KRISTEN: PROBLEM TEOLOGIS DAN EKSTRIMISME
Doktrin utama agama Kristen mayoritas modern saat ini adalah Tritunggal, atau Trinitas. Walau merupakan doktrin resmi, selama berabad-abad, doktrin ini masih berada dalam altar problematik dalam teologi Kristen. Sarjana dan Cendekia Kristen ortodoks mencoba mencari jalan paling moderat dari problem ini dengan menafsirkannya sebagai misteri filosofis dari ke-Esa-an Tuhan, dan yang lain mencoba melakukan representasi-representasi ulang kepada ayat-ayat Alkitab. Tapi pada kenyataannya, doktrin Trinitas tetap berada pada titik kondisi dimana ‘tak ada sarjana Kristen yang tak kebingungan saat ditanya tentang doktrin ini’. Bagi umat di luar Kristen, atau bagi kalangan skeptis, beredar isu bahwa doktrin ini hanyalah wujud sinkretisme dari doktrin-doktrin agama pagan masa lalu, yang banyak menganut politeisme Tiga Wujud. Isu ini dihubungkan dengan Konsili Nicea pada tahun 325 yang mana dipimpin oleh Kaisar Konstantin Agung yang dalam sejarahnya, adalah seorang penganut Romawi pagan dengan tiga Dewa tertingginya. Karena demi memudahkan penerimaan Kristen bagi penganut pagan, maka Kaisar Konstantin membuat konsep Tiga ‘Tuhan’ dalam Kristen, yang dipaksakan untuk disepakati oleh uskup-uskup Kristen yang hadir dalam konsili waktu itu.
Problem Teologis tersebut kemudian menjadi pondasi paling rapuh dari Kristen, yang pada akhirnya membentuk Kristen menjadi agama yang doktriner, dan dalam beberapa konteks, kontempelatif—misal dalam hal kerahiban dengan laku selibat di dalamnya. Yang memprihatinkan, dalam satu kerapuhan pondasi itulah, justru ekstrimisme terhadap doktrin menjadi semakin kuat, dan pada akhirnya mengubah gereja Kristen menjadi gereja yang tidak toleran terhadap pemahaman Kristen yang berseberangan dengan pemahaman mayoritas. Hukuman mati bagi para bidat (pelaku bidah, para sempalan Kristen ’sesat’) adalah konsekuensi yang harus dilakukan oleh gereja demi menyelamatkan bangunan Kristen. Dan mengenai ekstrimisme ini, bila dibandingkan dengan ekstrimisme Islam, berani saya katakan lebih, karena beberapa alasan.

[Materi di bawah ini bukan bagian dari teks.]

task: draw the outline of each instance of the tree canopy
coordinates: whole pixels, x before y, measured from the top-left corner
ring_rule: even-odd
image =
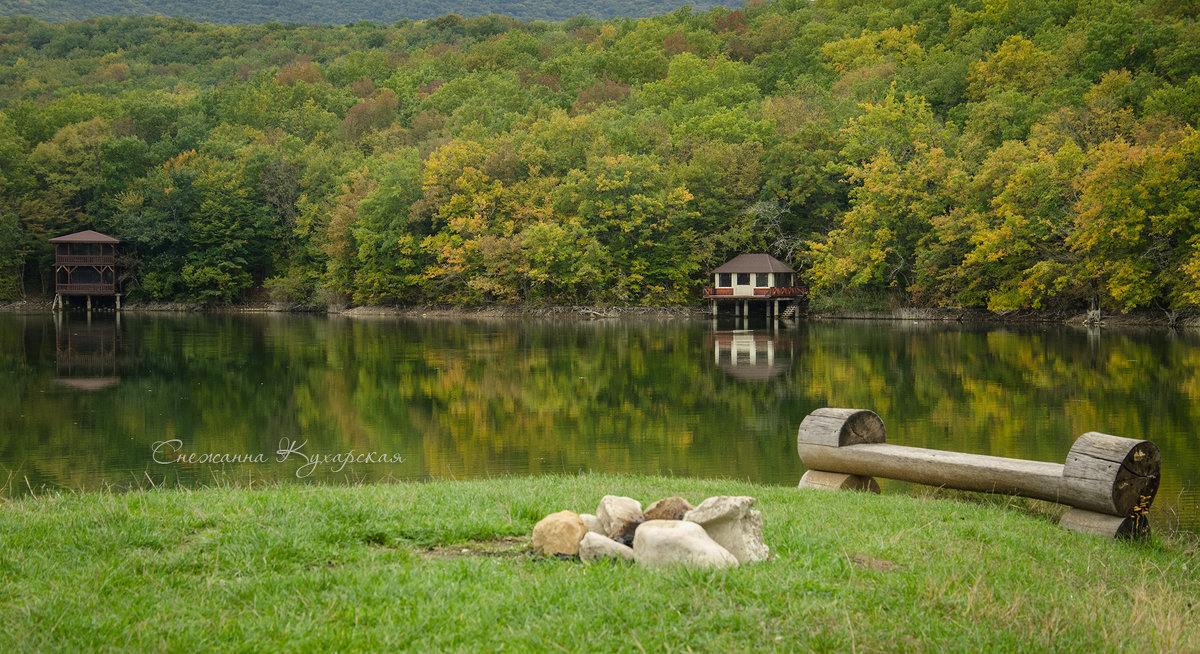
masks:
[[[1200,304],[1194,1],[776,0],[557,23],[0,19],[0,293],[56,233],[231,302]]]

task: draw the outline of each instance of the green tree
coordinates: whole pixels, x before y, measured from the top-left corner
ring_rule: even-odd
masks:
[[[917,259],[937,217],[956,202],[953,162],[935,142],[940,129],[919,98],[863,106],[843,130],[850,209],[811,247],[818,292],[850,287],[903,294],[917,282]],[[931,271],[921,271],[923,275]]]
[[[421,158],[412,148],[389,157],[375,172],[376,186],[358,206],[354,299],[388,303],[419,298],[424,262],[408,214],[421,197]]]
[[[1152,145],[1109,141],[1089,153],[1068,243],[1101,306],[1177,309],[1200,300],[1200,135]]]

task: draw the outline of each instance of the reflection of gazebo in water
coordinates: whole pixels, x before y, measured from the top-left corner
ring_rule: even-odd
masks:
[[[54,308],[61,309],[63,298],[87,297],[92,308],[93,295],[111,295],[121,308],[117,291],[117,239],[85,230],[50,239],[54,244]]]
[[[765,381],[791,366],[790,339],[737,330],[712,332],[707,340],[717,366],[743,381]]]
[[[98,391],[121,381],[117,375],[120,318],[54,323],[54,381],[81,391]]]

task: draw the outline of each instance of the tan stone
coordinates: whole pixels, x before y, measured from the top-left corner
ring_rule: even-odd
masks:
[[[579,554],[579,541],[587,533],[583,519],[573,511],[559,511],[542,518],[533,527],[533,550],[554,556]]]

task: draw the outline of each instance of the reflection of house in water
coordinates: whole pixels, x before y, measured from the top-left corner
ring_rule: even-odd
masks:
[[[767,380],[792,363],[790,338],[749,330],[715,331],[708,338],[717,366],[738,379]]]
[[[98,391],[121,381],[117,375],[120,318],[70,322],[62,314],[54,321],[54,381],[81,391]]]

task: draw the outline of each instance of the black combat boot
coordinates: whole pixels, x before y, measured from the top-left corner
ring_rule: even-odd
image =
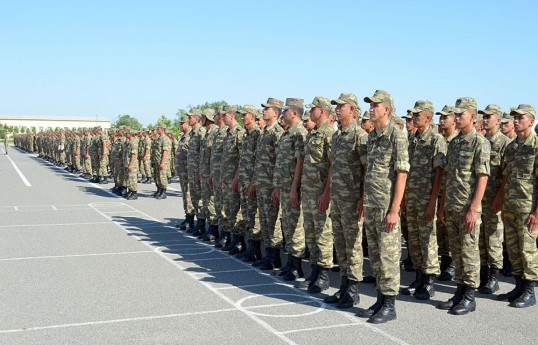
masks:
[[[310,275],[304,281],[297,284],[295,287],[301,290],[308,289],[318,279],[320,269],[321,268],[318,265],[310,264]]]
[[[121,196],[124,197],[125,199],[128,199],[129,196],[131,196],[132,193],[133,192],[130,189],[126,189],[125,193],[123,193]]]
[[[114,183],[114,187],[110,188],[110,191],[114,194],[116,194],[116,191],[118,190],[118,184],[117,183]]]
[[[381,291],[377,290],[377,300],[375,301],[375,303],[372,304],[370,308],[368,309],[359,309],[357,316],[363,317],[363,318],[371,317],[372,315],[374,315],[381,309],[384,301],[385,301],[385,296],[383,296]]]
[[[347,276],[342,276],[342,284],[340,284],[340,288],[338,289],[338,291],[336,291],[332,296],[325,297],[323,299],[323,302],[329,304],[338,303],[338,301],[340,301],[340,298],[342,298],[342,296],[346,293],[348,285],[349,279],[347,278]]]
[[[99,180],[99,184],[108,184],[108,177],[102,177],[101,180]]]
[[[248,255],[252,252],[254,252],[254,245],[252,244],[252,240],[248,240],[246,245],[244,246],[245,250],[237,252],[235,254],[235,258],[241,260],[245,255]]]
[[[433,274],[424,274],[422,276],[422,286],[415,291],[416,299],[426,301],[435,296],[433,277]]]
[[[282,267],[280,259],[280,248],[271,248],[271,261],[262,263],[260,269],[264,271]]]
[[[131,194],[129,194],[129,196],[127,196],[127,198],[125,198],[125,199],[127,199],[127,200],[136,200],[136,199],[138,199],[138,195],[136,195],[136,194],[137,194],[136,192],[131,191]]]
[[[452,315],[465,315],[471,311],[475,311],[476,302],[474,300],[474,288],[463,285],[463,294],[458,304],[452,307],[448,313]]]
[[[91,178],[90,182],[92,182],[92,183],[99,182],[99,175],[95,175],[93,178]]]
[[[204,223],[205,223],[205,221],[204,221]],[[209,230],[206,229],[206,226],[204,224],[204,226],[200,229],[200,235],[198,235],[198,239],[203,240],[208,233],[209,233]]]
[[[219,237],[219,226],[218,225],[210,225],[209,229],[206,231],[205,236],[203,238],[203,241],[210,242],[214,241]]]
[[[401,266],[407,272],[413,272],[415,270],[415,267],[413,266],[413,261],[411,260],[411,255],[409,254],[409,250],[407,251],[407,258],[402,261]]]
[[[285,281],[291,282],[303,277],[303,260],[301,258],[292,256],[291,269],[282,278],[284,278]]]
[[[456,275],[456,268],[450,256],[441,256],[441,274],[437,277],[439,281],[451,281]]]
[[[370,323],[385,323],[396,320],[396,296],[383,296],[383,305],[374,315],[370,316]]]
[[[319,274],[318,278],[312,282],[307,288],[307,292],[311,294],[320,293],[327,290],[331,286],[331,281],[329,280],[329,269],[325,267],[318,267]]]
[[[536,296],[534,294],[534,285],[533,281],[523,280],[523,293],[521,296],[516,298],[509,305],[514,308],[527,308],[536,304]]]
[[[161,188],[161,192],[155,197],[155,199],[166,199],[166,188]]]
[[[245,244],[245,236],[237,236],[237,237],[238,237],[237,244],[228,252],[228,254],[230,255],[236,255],[236,254],[242,253],[247,248]]]
[[[508,253],[506,252],[503,252],[503,268],[501,269],[501,273],[505,277],[511,277],[514,275],[514,266],[512,266],[512,263],[508,258]]]
[[[415,291],[419,290],[422,286],[422,271],[416,270],[415,271],[415,281],[409,285],[407,288],[403,288],[400,292],[402,295],[410,296],[415,293]]]
[[[463,295],[463,284],[458,284],[456,287],[456,292],[454,293],[454,296],[452,296],[446,302],[440,302],[439,304],[437,304],[436,308],[441,309],[441,310],[450,310],[456,304],[460,303],[462,295]]]
[[[488,281],[482,286],[480,293],[491,295],[497,290],[499,290],[499,269],[490,267]]]
[[[215,241],[215,248],[222,248],[230,243],[230,233],[224,230],[219,231],[219,238]]]
[[[353,307],[355,304],[359,304],[360,300],[359,282],[349,279],[346,292],[342,295],[336,307],[339,309],[348,309]]]
[[[286,260],[286,264],[278,270],[278,276],[284,277],[286,274],[288,274],[289,271],[291,271],[292,266],[293,256],[288,253],[288,260]]]
[[[227,245],[225,245],[224,247],[222,247],[222,251],[223,252],[229,252],[230,250],[232,250],[235,246],[237,246],[237,244],[239,243],[239,236],[237,235],[232,235],[232,240],[229,241],[229,243],[227,243]]]
[[[161,193],[161,188],[157,188],[157,191],[155,193],[153,193],[152,197],[156,198],[157,195],[159,195],[160,193]]]
[[[241,261],[256,262],[257,260],[260,260],[262,258],[262,251],[261,251],[262,241],[252,241],[252,246],[253,246],[253,252],[248,253],[245,256],[243,256]]]
[[[198,220],[196,221],[196,228],[194,228],[194,230],[190,231],[189,229],[189,233],[191,233],[193,236],[198,236],[202,233],[203,229],[205,229],[205,219],[204,218],[198,218]]]
[[[185,215],[185,219],[183,219],[183,221],[179,224],[176,224],[176,228],[178,228],[179,230],[187,230],[187,224],[189,223],[189,217],[190,215]]]
[[[514,278],[516,279],[516,286],[514,289],[508,293],[502,293],[497,296],[497,301],[513,302],[521,296],[523,293],[523,280],[521,279],[521,276],[514,276]]]
[[[254,261],[252,263],[252,266],[260,267],[262,265],[271,264],[271,261],[273,261],[273,248],[266,247],[265,248],[265,256],[260,260]]]
[[[480,285],[478,286],[481,289],[488,282],[489,277],[489,266],[480,266]]]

GNOSISME, GEREJA DAN SUFISME ISLAM: SEBUAH PERBANDINGAN
Dalam Kristen dikenal adanya ajaran/paham Gnosis, yaitu suatu paham mistisme Kristen, yang mendasarkan ajarannya pada teks-teks non-kanonikal ortodoks, atau mendasarkannya pada ajaran-ajaran yang berasal dari ‘luar Kristen’. Pada hakikatnya, Gnosisme mirip dengan Sufisme dalam Islam, namun ada satu perbedaan mencolok di antar keduanya. Apakah itu? Perbedaannya adalah, Gereja Kristen menolak Gnosisme sebagai bagian dari Kristen dan menganggapnya sesat, sementara umat Islam ortodoks/tekstual/mayoritas tidak pernah menganggap sufisme sebagai sesat. Pada satu titik ini bisa saya pahamkan kiranya, bahwa secara teologis-doktriner, Kristen lebih ekstrim daripada Islam.

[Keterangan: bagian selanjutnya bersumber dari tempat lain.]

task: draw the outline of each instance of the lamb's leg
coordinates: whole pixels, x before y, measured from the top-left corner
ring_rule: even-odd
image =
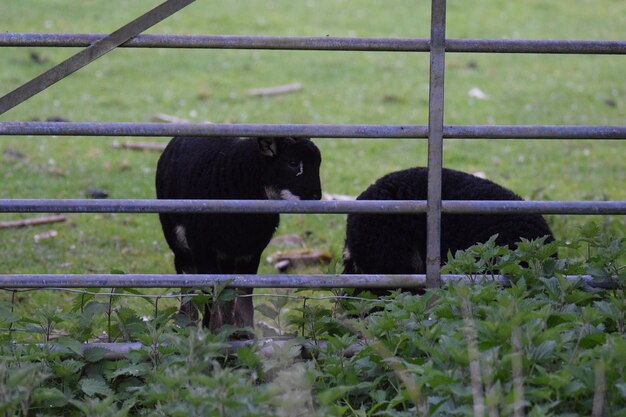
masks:
[[[191,259],[191,255],[183,252],[176,253],[174,255],[174,267],[176,268],[177,274],[196,274],[196,268],[193,266],[193,261]],[[188,294],[189,288],[181,288],[181,294]],[[189,318],[189,320],[197,321],[200,317],[200,312],[198,308],[191,300],[184,300],[183,297],[180,299],[180,310],[179,312]]]
[[[235,263],[229,258],[216,257],[214,265],[203,268],[204,273],[233,274]],[[233,310],[234,300],[224,302],[210,302],[204,308],[202,324],[209,330],[217,330],[224,325],[234,325]]]
[[[256,274],[260,261],[260,254],[250,259],[239,260],[236,264],[237,273]],[[252,291],[252,289],[241,289],[239,297],[235,299],[234,322],[237,327],[254,328],[254,304],[250,297]]]
[[[159,219],[163,228],[163,235],[174,253],[174,268],[177,274],[196,274],[197,268],[193,259],[193,254],[187,243],[185,229],[181,225],[183,218],[170,213],[160,213]],[[188,288],[181,288],[181,294],[189,293]],[[180,313],[190,320],[196,321],[199,317],[198,308],[189,300],[180,300]]]
[[[259,267],[261,255],[253,258],[222,259],[218,261],[220,273],[229,274],[256,274]],[[224,325],[233,325],[239,328],[254,328],[254,305],[252,297],[242,297],[241,295],[251,295],[251,289],[240,289],[239,296],[233,301],[226,301],[220,304],[207,306],[203,324],[210,330],[216,330]],[[252,339],[254,333],[248,330],[240,330],[234,333],[235,339]]]

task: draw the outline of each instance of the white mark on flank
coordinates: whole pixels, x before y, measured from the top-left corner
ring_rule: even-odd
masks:
[[[296,177],[299,177],[302,174],[304,174],[304,164],[302,163],[302,161],[300,161],[300,170],[296,174]]]
[[[181,225],[178,225],[174,228],[174,233],[176,234],[176,240],[182,249],[189,250],[189,243],[187,242],[187,231]]]

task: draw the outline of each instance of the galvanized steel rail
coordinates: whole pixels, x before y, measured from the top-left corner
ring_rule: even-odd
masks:
[[[0,47],[87,47],[102,33],[0,33]],[[301,51],[429,52],[430,39],[334,36],[145,34],[121,48],[266,49]],[[626,54],[626,41],[446,39],[446,52],[519,54]]]
[[[446,139],[626,139],[626,126],[450,125]],[[428,138],[426,125],[0,122],[0,136]]]
[[[590,275],[568,275],[569,281],[582,281],[598,288],[610,288],[609,281],[598,282]],[[467,275],[444,274],[443,282],[469,281]],[[474,282],[495,281],[506,285],[503,275],[476,275]],[[0,288],[206,288],[219,283],[237,288],[429,288],[426,275],[337,275],[337,274],[277,274],[277,275],[221,275],[221,274],[3,274]]]
[[[163,19],[193,0],[168,0],[172,6],[153,17]],[[162,5],[162,6],[163,6]],[[169,7],[167,6],[167,7]],[[4,274],[0,288],[50,287],[180,287],[208,286],[225,280],[239,287],[414,287],[437,286],[442,281],[464,279],[440,275],[439,228],[442,213],[544,213],[544,214],[626,214],[626,201],[442,201],[441,162],[444,139],[626,139],[626,126],[454,126],[443,119],[446,53],[522,53],[522,54],[626,54],[622,40],[524,40],[524,39],[446,39],[445,0],[432,0],[431,37],[347,38],[281,37],[246,35],[165,35],[138,34],[143,23],[126,25],[124,36],[69,33],[0,33],[0,47],[83,47],[75,56],[86,65],[98,54],[115,47],[129,48],[207,48],[324,51],[430,52],[429,124],[422,125],[271,125],[209,123],[70,123],[0,122],[0,135],[53,136],[294,136],[315,138],[408,138],[429,139],[428,201],[249,201],[249,200],[83,200],[83,199],[0,199],[0,212],[66,213],[157,213],[157,212],[254,212],[254,213],[427,213],[427,274],[390,275],[251,275],[180,276],[167,274],[58,275]],[[136,19],[134,22],[139,21]],[[154,19],[149,19],[156,22]],[[137,35],[137,36],[133,36]],[[114,42],[109,42],[115,40]],[[102,48],[96,47],[98,44]],[[90,51],[92,56],[90,55]],[[96,51],[94,53],[93,51]],[[88,58],[85,58],[88,57]],[[60,67],[60,70],[58,70]],[[63,63],[48,75],[30,82],[25,93],[15,90],[2,98],[0,113],[19,104],[44,84],[50,85],[73,72]],[[72,71],[69,71],[72,70]],[[27,83],[29,84],[29,83]],[[32,87],[32,88],[31,88]],[[45,87],[44,87],[45,88]],[[569,277],[581,279],[581,277]],[[505,277],[497,278],[505,281]],[[582,277],[588,283],[591,277]]]
[[[425,200],[91,200],[0,199],[0,213],[381,213],[427,212]],[[626,214],[624,201],[443,200],[450,214]]]
[[[426,209],[426,281],[439,285],[441,265],[441,182],[443,106],[446,65],[446,1],[433,1],[430,20],[430,82],[428,90],[428,189]]]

EKSTRIMISME ISLAM KONTEMPORER DAN STIGMA GLOBAL
Pada abad ini, terjadi dinamika keagamaan dimana munculnya kelompok ‘ekstrimisme’ Islam yang melakukan kegiatan teror dibanyak tempat. Banyak orang kemudian menjadikannya titik tolak penilian negatif kepada bangunan Islam keseluruhan, dan secara internal, meruntuhkan mental integratif generasi muda Islam. Islam tidak damai, Islam keras, Islam berdarah; pemahaman itulah yang menjadikan generasi muda Islam minder dan memalingkan hatinya dari ruh pengakuan akan jatidiri Islam.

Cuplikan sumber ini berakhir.